Foreign trips are a common precursor to a presidential run, and Christie is a likely 2016 contender. He has been traveling within the United States as head of the Republican Governors Association, including a high-profile visit last month to Iowa, home of the first presidential nominating contest.
Christie's office said in a press release that his goal is to "promote increased trade, economic growth and job creation between New Jersey and Mexico."
The governor will meet with President Enrique Peña Nieto, as well as business leaders.
The trip was first reported by The New York Times.
Christie's office said he will also be meeting everyday people.
"Governor Christie has expressed heavy interest in experiencing Mexican culture first hand and community interaction is expected to be a component of the visit, in addition to building economic relations," the press release said.
A Republican National Committee report after the 2012 election stressed the need for the party to improve its standing with Hispanic voters.

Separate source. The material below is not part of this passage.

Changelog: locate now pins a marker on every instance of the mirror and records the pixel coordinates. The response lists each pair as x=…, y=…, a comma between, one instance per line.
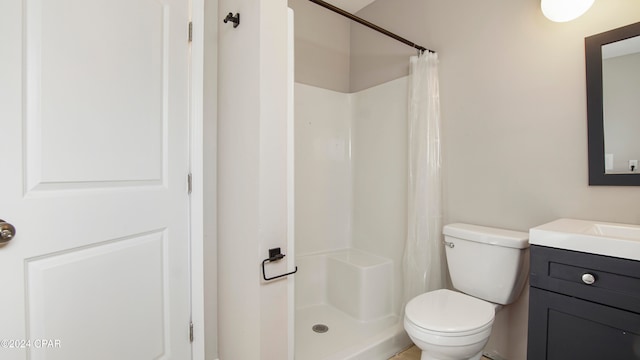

Christie received 51 percent of the Hispanic vote in his 2013 reelection, according to exit polls. In December, he signed a bill extending the benefit of in-state tuition to some people who are in the country illegally.
He has also weighed in on the surge of unaccompanied children from Central America illegally crossing the U.S. border with Mexico. In Iowa last month, he expressed openness to possibly housing some of the children in New Jersey while they await immigration hearings.
"We'll take every request that comes based on its merits and make those decisions," he said.
He said "we are an empathetic people in this country" but that the Obama administration has done "an awful job in securing the border."